# "Bow" Winner's Thread



## Chesters Daughter (Jan 25, 2019)

Thanks to Phil for such a versatile prompt that resulted in a wide range of different intentions. One poet, however, selected her meaning of choice, and made a beeline straight for the finish line. Please join us in some serious palm slamming to celebrate our winner, *PiP *for her superb winning entry, *The Fiddler*.

In addition to receiving this month's Laureate, PiP also has the coveted honor of selecting our next prompt.



Damn girl, you "played" that piece perfectly. Kudos for an well-deserved and well-earned win, Carole! Excellent work!


----------



## Pelwrath (Jan 25, 2019)

Heck PiP your poem is worth a second congrats.


----------



## clark (Jan 26, 2019)

PiP m'dear--a great little piece and a just victory! CON  :champagne:       GRATULATIONS!​


----------



## PiP (Jan 26, 2019)

Shucks... I feel embarrassed.  thanks guys. The poem was written from the heart based on personal experience.


----------



## Gumby (Jan 26, 2019)

It is a great poem, Carole! 



> The poem was written from the heart based on personal experience.

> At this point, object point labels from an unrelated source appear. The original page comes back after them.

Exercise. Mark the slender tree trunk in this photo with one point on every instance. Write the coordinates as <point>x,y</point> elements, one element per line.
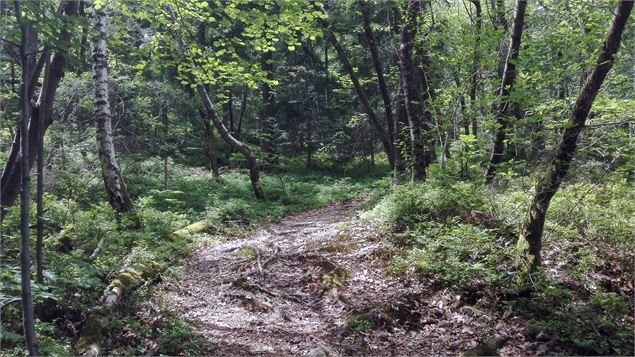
<point>211,146</point>
<point>118,195</point>
<point>243,107</point>
<point>381,80</point>
<point>326,75</point>
<point>500,21</point>
<point>254,171</point>
<point>475,73</point>
<point>10,181</point>
<point>267,110</point>
<point>230,110</point>
<point>419,124</point>
<point>401,127</point>
<point>530,242</point>
<point>166,152</point>
<point>361,93</point>
<point>509,77</point>
<point>27,59</point>
<point>39,242</point>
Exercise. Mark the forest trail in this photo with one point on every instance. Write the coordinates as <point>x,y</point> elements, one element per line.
<point>317,284</point>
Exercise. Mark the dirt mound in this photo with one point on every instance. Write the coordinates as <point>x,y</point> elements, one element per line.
<point>317,283</point>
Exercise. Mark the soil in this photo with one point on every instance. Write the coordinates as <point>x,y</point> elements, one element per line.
<point>318,283</point>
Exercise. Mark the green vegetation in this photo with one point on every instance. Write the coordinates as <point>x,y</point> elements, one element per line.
<point>460,235</point>
<point>488,144</point>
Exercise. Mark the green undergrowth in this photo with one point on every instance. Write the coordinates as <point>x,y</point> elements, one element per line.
<point>78,218</point>
<point>461,235</point>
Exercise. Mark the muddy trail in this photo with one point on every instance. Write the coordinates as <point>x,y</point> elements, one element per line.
<point>318,284</point>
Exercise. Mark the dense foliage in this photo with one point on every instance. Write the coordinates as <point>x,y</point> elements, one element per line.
<point>316,102</point>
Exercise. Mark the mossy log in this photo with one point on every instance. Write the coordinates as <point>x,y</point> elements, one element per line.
<point>134,273</point>
<point>193,228</point>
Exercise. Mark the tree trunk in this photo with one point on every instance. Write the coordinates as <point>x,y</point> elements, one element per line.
<point>381,80</point>
<point>243,107</point>
<point>419,124</point>
<point>475,72</point>
<point>530,242</point>
<point>401,127</point>
<point>500,21</point>
<point>166,151</point>
<point>211,146</point>
<point>361,93</point>
<point>267,110</point>
<point>118,195</point>
<point>254,171</point>
<point>39,199</point>
<point>509,77</point>
<point>10,181</point>
<point>27,59</point>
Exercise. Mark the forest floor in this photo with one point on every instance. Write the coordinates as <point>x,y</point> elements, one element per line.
<point>318,283</point>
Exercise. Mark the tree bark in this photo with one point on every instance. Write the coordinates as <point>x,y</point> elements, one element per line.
<point>267,110</point>
<point>475,72</point>
<point>500,21</point>
<point>27,59</point>
<point>530,242</point>
<point>39,200</point>
<point>211,146</point>
<point>420,125</point>
<point>10,181</point>
<point>254,171</point>
<point>243,108</point>
<point>381,80</point>
<point>118,195</point>
<point>509,77</point>
<point>361,93</point>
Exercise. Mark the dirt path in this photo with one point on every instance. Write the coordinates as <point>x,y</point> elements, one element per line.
<point>317,284</point>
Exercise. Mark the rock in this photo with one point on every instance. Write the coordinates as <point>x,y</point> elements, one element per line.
<point>319,351</point>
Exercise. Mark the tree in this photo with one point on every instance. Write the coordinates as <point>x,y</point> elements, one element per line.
<point>268,111</point>
<point>379,71</point>
<point>9,182</point>
<point>530,242</point>
<point>27,49</point>
<point>420,125</point>
<point>361,93</point>
<point>507,84</point>
<point>475,72</point>
<point>118,195</point>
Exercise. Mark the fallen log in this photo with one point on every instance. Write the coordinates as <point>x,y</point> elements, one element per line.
<point>133,274</point>
<point>194,228</point>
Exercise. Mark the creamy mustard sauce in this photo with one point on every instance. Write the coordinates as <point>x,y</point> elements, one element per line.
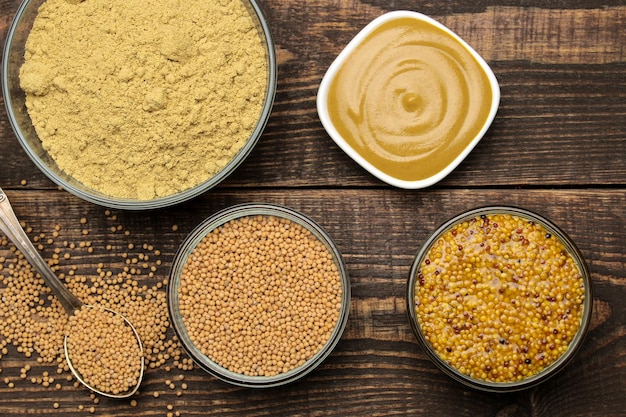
<point>409,99</point>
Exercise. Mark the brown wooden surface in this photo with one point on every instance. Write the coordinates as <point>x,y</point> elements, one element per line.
<point>557,146</point>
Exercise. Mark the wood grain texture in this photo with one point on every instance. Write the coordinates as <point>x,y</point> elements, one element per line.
<point>557,147</point>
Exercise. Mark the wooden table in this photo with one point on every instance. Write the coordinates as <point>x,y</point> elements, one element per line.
<point>557,147</point>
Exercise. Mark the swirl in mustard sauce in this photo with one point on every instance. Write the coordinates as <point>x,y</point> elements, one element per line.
<point>410,98</point>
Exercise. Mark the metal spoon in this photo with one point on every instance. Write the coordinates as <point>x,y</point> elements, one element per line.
<point>13,230</point>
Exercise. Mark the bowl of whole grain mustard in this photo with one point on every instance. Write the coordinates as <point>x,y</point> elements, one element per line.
<point>258,295</point>
<point>137,104</point>
<point>499,298</point>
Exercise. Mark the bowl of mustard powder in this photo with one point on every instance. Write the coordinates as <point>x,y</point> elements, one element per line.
<point>136,104</point>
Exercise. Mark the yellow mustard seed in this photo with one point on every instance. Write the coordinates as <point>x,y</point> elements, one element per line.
<point>499,298</point>
<point>260,295</point>
<point>104,350</point>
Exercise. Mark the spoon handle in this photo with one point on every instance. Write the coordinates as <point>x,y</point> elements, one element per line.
<point>13,230</point>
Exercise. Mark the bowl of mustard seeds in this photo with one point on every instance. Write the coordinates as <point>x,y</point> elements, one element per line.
<point>137,104</point>
<point>258,295</point>
<point>499,298</point>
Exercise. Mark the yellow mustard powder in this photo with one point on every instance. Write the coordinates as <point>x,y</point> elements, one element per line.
<point>142,99</point>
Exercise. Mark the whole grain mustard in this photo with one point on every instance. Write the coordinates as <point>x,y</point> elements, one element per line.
<point>499,298</point>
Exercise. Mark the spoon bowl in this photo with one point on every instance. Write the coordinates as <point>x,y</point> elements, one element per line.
<point>11,227</point>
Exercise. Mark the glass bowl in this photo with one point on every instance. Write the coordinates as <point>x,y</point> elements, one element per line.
<point>486,323</point>
<point>185,254</point>
<point>14,97</point>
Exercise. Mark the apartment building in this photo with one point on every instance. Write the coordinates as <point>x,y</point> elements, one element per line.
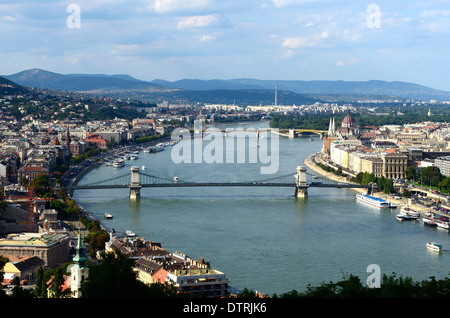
<point>443,163</point>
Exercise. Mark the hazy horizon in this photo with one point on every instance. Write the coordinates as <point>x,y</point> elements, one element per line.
<point>210,39</point>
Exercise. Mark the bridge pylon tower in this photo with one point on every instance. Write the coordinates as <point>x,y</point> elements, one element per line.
<point>301,184</point>
<point>135,185</point>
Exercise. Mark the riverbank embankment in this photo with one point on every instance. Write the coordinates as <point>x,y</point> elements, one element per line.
<point>311,163</point>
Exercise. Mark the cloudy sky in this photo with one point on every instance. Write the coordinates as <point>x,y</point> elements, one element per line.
<point>223,39</point>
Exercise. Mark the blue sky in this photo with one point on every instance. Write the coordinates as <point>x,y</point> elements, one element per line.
<point>224,39</point>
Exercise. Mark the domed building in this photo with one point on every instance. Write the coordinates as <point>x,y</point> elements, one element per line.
<point>349,129</point>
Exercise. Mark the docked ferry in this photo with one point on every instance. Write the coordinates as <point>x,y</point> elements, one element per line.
<point>374,201</point>
<point>118,163</point>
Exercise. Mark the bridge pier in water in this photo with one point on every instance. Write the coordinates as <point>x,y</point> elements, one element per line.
<point>301,185</point>
<point>135,185</point>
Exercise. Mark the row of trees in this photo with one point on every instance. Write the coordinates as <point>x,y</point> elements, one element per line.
<point>114,277</point>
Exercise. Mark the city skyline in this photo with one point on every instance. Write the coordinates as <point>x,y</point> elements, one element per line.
<point>210,39</point>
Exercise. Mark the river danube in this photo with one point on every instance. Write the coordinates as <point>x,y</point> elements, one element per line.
<point>265,238</point>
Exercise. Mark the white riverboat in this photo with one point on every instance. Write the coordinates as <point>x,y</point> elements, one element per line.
<point>118,163</point>
<point>410,212</point>
<point>108,215</point>
<point>371,200</point>
<point>434,247</point>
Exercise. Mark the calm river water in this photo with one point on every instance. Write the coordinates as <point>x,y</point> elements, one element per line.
<point>264,238</point>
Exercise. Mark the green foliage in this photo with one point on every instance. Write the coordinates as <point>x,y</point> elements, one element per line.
<point>390,287</point>
<point>114,277</point>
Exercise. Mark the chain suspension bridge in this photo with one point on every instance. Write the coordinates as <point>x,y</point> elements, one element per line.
<point>135,180</point>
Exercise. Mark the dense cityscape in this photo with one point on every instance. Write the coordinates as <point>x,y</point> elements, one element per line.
<point>51,138</point>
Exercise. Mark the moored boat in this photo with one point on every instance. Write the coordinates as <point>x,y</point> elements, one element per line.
<point>371,200</point>
<point>118,163</point>
<point>434,247</point>
<point>404,217</point>
<point>410,212</point>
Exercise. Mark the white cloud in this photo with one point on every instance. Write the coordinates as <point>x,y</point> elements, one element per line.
<point>9,18</point>
<point>200,21</point>
<point>299,42</point>
<point>206,38</point>
<point>351,61</point>
<point>163,6</point>
<point>287,3</point>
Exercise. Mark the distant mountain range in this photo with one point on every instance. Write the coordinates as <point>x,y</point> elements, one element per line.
<point>239,91</point>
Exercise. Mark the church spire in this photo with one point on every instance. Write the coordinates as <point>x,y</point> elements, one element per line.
<point>79,258</point>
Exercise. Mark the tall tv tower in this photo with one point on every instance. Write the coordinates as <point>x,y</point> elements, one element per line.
<point>276,93</point>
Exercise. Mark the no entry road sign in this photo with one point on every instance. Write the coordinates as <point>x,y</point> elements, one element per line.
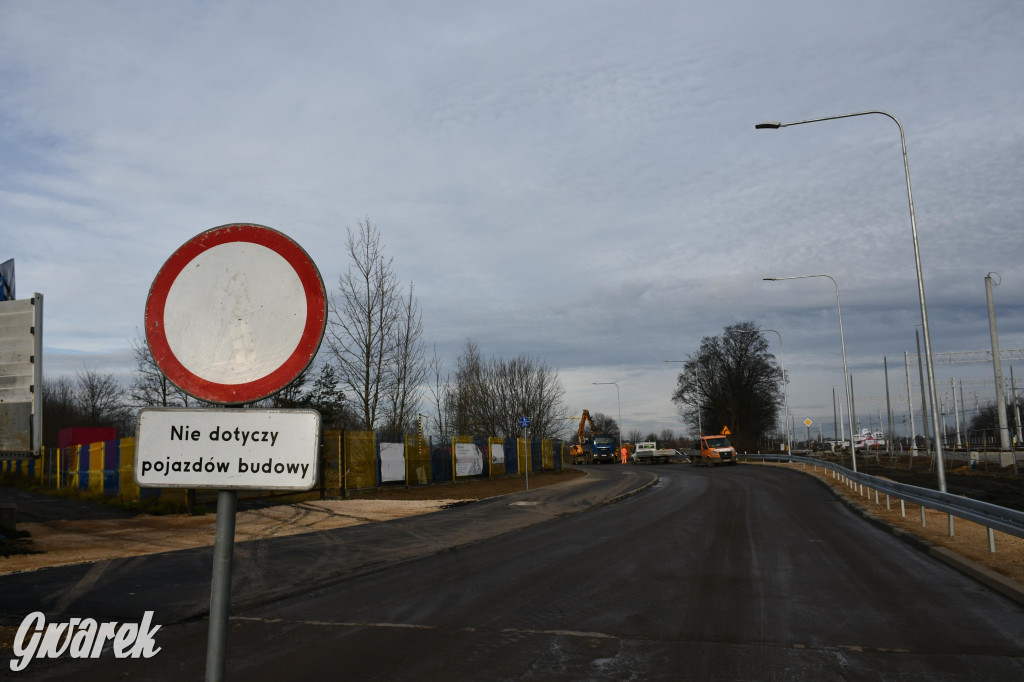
<point>236,313</point>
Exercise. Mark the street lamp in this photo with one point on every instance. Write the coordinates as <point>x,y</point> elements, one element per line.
<point>842,339</point>
<point>785,391</point>
<point>611,383</point>
<point>696,394</point>
<point>916,258</point>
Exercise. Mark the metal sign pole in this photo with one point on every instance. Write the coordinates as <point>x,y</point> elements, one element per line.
<point>525,445</point>
<point>220,590</point>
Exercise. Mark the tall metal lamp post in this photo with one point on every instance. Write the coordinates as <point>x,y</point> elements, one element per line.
<point>611,383</point>
<point>785,390</point>
<point>770,125</point>
<point>842,338</point>
<point>697,396</point>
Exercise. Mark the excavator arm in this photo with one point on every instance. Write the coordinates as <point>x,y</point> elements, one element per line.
<point>577,450</point>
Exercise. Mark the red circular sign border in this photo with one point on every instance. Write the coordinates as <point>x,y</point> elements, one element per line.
<point>267,385</point>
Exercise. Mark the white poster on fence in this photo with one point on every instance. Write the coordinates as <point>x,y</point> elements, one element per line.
<point>467,460</point>
<point>392,462</point>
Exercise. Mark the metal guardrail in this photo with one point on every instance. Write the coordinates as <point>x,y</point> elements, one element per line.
<point>991,516</point>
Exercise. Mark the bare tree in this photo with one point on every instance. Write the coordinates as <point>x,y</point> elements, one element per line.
<point>735,380</point>
<point>90,399</point>
<point>101,399</point>
<point>441,396</point>
<point>150,386</point>
<point>60,408</point>
<point>361,322</point>
<point>408,372</point>
<point>492,395</point>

The best ones so often are.


----------



## Firemajic (Jan 27, 2019)

Dear Miss PiP, congratulations on your stunning poem! You used the prompt brilliantly and your closing line is fierce!!


----------



## PiP (Jan 27, 2019)

Fierce like me?


----------



## Firemajic (Jan 27, 2019)

PiP said:


> Fierce like me?




Yeah!! JUST like you....


----------



## apple (Jan 27, 2019)

So good, PIP. Congratulations.


----------



## Phil Istine (Jan 29, 2019)

PiP said:


> Shucks... I feel embarrassed.  thanks guys. The poem was written from the heart based on personal experience.



Yes, I did wonder.
It was a strong poem, an enjoyable read, and a worthy winner.
Well scribed.


----------



## writersblock (Jan 29, 2019)

Very deserving winner. So simple, and concise yet so intense!


----------



## Theglasshouse (Jan 30, 2019)

Pip it reminded me of Joyce 's metaphor on a woman playing a character's heart on a harp. Which is a good thing.


----------